In De religie van het zuivere vierkant ontleedt Bernard Hulsman het ideaal van een absoluut zuivere wereld dat Nederlandse en Russische avant-gardisten als Piet Mondriaan, Kazimir Malevitsj, Piet Zwart, El Lissitzky en Theo van Doesburg met elkaar deelden. Zij zagen het vierkant als het symbool van hun zuiverheidsreligie, die de mens moest verlossen van zijn individualiteit en ‘volkomen’ zou maken. Zuivere kunst, zuivere vormgeving, zuivere architectuur en zuivere steden zouden van de wereld ‘een aards paradijs’ maken waar de Nieuwe Mens gelukkig zou zijn, voorspelde Mondriaan.

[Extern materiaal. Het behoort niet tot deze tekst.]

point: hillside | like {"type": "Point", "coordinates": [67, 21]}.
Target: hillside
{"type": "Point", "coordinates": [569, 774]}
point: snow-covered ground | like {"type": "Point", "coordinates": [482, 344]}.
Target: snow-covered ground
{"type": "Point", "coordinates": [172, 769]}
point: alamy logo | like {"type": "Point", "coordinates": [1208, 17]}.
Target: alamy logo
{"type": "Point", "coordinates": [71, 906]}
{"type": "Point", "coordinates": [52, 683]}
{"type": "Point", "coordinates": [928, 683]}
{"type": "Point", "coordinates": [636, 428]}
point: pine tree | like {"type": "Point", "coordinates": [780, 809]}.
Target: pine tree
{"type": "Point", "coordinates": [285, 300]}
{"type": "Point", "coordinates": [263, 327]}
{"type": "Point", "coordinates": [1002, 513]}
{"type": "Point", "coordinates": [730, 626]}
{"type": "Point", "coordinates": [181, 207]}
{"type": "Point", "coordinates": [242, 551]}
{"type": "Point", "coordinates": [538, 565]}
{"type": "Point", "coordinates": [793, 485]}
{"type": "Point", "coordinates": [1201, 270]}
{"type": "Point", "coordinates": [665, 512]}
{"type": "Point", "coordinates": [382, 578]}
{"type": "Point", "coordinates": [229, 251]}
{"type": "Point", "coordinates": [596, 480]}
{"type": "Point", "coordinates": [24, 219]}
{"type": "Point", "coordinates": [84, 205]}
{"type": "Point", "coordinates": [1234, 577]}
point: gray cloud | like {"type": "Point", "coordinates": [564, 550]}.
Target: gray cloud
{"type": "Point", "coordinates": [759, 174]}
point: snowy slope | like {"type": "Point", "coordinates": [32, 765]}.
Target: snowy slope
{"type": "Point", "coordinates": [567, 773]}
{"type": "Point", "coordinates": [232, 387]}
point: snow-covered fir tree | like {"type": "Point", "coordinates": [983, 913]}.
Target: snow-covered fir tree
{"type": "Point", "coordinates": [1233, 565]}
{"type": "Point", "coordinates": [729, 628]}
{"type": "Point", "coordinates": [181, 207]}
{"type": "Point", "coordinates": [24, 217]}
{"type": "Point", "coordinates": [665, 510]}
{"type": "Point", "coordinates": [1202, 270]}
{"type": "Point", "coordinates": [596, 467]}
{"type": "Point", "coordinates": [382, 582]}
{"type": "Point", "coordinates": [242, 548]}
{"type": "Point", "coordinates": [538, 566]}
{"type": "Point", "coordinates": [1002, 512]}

Maar die utopie van een zuivere wereld heeft ook een donkere kant. In Stalins Sovjet-Unie leidde de creatie van de Nieuwe Mens niet tot een aards paradijs, maar tot een hel op aarde. De communistische poging om de mensheid te verlossen van uitbuiting en onderdrukking, waaraan onder anderen architect Mart Stam en cineast Joris Ivens enthousiast meewerkten, mondde uit in massaterreur die de geschiedenis is ingegaan als de Grote Zuivering.
De religie van het zuivere vierkant is een meeslepende en indringende zoektocht naar de ziel van het modernisme die laat zien hoe het menselijke verlangen naar zuiverheid en volmaaktheid leidt tot een onmenselijke wereld.